2026年5月5日火曜日

【小説】神崎教授とAIの事件ファイル:EP9 侵食される社会

【内容】
神崎教授とAIが事件を解決していくミステリー小説。
【登場人物】
・神崎零壱(かんざきれいいち):元東京中央技術大学 情報工学科の教授。日本の情報工学の第一人者で、インターネットの普及に貢献した。2020年に定年退職、現在は年金生活。子どもは独立、妻に先立たれてからは、東京都北区にある築40年以上の二階建て住宅で、妻の思考を学習させたAI(人工知能)と暮らしている。
・神崎悠季(かんざきゆき):神崎零壱の妻で結婚してからは専業主婦だった。2015年にアルツハイマーを発症。東京中央技術大学病院のアルツハイマー新薬研究プロジェクトの治験に参加するが、治験途中に亡くなる。看護師が気づけなかった投薬装置の故障による過剰投薬が原因と推測されたが、因果関係は不明。
・AI(YUKI):神崎零壱が神崎悠季の思考を学習させたAI。神崎零壱のことを誰よりも把握している。自宅にかかってきた電話に音声で対応、電話をかけることもできる。受信したメールに対する返信を作成して送信できるなどの機能も搭載している。
・佐藤波流(さとうはる):警視庁 サイバー犯罪対策課。東京中央技術大学 情報工学科 2020年卒の神崎教授の教え子。
・上条雷人(かみじょうらいと):元米国IT企業「ダーウィンスペース」日本法人の社員。東京中央技術大学 情報工学科2010年卒の神崎教授の教え子。サイバーテロを計画し実行する。

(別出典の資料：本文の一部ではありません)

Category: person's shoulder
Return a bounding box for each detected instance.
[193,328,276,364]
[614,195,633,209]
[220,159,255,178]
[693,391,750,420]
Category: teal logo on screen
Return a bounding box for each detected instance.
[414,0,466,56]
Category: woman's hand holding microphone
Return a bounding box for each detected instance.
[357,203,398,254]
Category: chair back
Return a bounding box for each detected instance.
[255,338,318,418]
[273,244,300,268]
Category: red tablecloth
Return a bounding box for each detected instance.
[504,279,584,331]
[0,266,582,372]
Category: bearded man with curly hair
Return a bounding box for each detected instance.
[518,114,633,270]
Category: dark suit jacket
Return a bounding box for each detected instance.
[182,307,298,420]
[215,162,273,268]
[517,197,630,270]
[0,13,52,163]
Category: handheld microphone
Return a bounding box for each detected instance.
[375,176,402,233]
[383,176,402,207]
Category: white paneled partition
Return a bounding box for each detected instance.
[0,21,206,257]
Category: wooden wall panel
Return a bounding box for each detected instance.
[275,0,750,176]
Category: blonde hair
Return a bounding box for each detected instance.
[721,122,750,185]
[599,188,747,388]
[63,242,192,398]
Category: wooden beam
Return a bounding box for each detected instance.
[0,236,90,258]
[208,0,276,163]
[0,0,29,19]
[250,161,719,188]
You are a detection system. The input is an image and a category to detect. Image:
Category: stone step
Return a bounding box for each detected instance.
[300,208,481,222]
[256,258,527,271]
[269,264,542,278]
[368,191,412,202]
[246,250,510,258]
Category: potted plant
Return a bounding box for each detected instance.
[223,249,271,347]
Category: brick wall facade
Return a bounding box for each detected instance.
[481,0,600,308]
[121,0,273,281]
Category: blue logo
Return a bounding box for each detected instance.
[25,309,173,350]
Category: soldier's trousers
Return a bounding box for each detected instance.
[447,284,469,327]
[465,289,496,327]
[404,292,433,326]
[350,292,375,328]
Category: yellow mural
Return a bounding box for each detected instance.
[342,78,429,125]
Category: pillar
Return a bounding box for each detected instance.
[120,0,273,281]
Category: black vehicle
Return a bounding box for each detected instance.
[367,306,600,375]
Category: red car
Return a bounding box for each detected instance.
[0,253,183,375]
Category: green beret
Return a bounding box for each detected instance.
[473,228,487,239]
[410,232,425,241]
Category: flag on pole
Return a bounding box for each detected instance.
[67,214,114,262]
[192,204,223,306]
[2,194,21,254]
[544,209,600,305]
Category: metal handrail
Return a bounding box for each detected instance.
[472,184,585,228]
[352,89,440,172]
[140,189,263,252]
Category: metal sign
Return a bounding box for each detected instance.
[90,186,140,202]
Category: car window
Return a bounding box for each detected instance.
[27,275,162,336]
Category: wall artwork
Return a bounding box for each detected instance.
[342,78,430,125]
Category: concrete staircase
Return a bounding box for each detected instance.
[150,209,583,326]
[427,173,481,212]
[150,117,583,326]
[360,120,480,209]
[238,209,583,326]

--------------------------------------------------------------------------
EP9 侵食される社会

東京都北区の住宅街にある神崎の自宅。
帰宅した神崎が書斎に入ると、人感センサーが感知、モニターが明るくなった。
「お帰りなさい」、AIのYUKIがいう。
「かわったことはなかったか」、神崎がいう。

「渋谷のビルの外壁の大きなスプレーアートがニュースになってたわ」、YUKIがいう。
「どんなスプレーアートだ」、神崎がいう。
モニターに、赤と黒のスプレーで描かれた躍動感のある「OVERLAY」が表示された。
「最近、物騒な事件が増えているけど、関係があるのかしら」、YUKIがいう。

-----------------------------------------------------------------------------
スレタイ:【悲報】ワイらの将来、ガチで詰むwwwww

124:名無しさん
結局、上が居座り続けてる限り、俺たちは一生「下層データ」のままだぞ。
125:名無しさん
利権まみれの老害OSをいくらアップデートしたところで、バグが消えるわけないだろ。126:名無しさん
だったら初期化するか?
127:名無しさん
甘い。消去じゃ足りない。必要なのは「日本社会のオーバーレイ(上書き)」だ。既存の腐ったレイヤーを、俺たちの「新しい現実(ロジック)」で完全に塗りつぶすんだよ。
128:名無しさん
  127
  オーバーレイ……それ、いいな。ちょっとゾクっとした。

-----------------------------------------------------------------------------

新橋の居酒屋。
ビールジョッキを叩きつけるように置いた会社員が、隣の同期に吐き捨てた。
「さっきの部長、『俺たちの若い頃は~』って。いつまで昭和を引きずってんだよ」
「あの世代が退かない限り、俺たちの席はないからな」
「……いっそ、この会社ごとオーバーレイしてやりたいよ」
同期は一瞬、ぎょっとしたが、すぐに自嘲気味に笑った。
「お前、ネットの見すぎだって」

原宿のカフェ。
「ねえ、この写真、加工しすぎて誰だかわかんなくない?」
「いいじゃん、オーバーレイして別人になっちゃお。今の自分、マジでアプデ必要だし」
彼女たちは、その言葉をポジティブな流行語として使い始めていた。

新宿の公園。
圧迫面接でボロボロになった就活生が、公園のベンチでうなだれていた。
隣に座っていた見知らぬ男がいった。
「大変だね。でも、あと少しの辛抱だよ」
男は、就活生の耳元に口を寄せると、囁いた。
「もうすぐ、この社会をオーバーレイするから。君の世代にふさわしい社会になるよ」
男が立ち去った後、就活生は熱に浮かされたような高揚感を感じていた。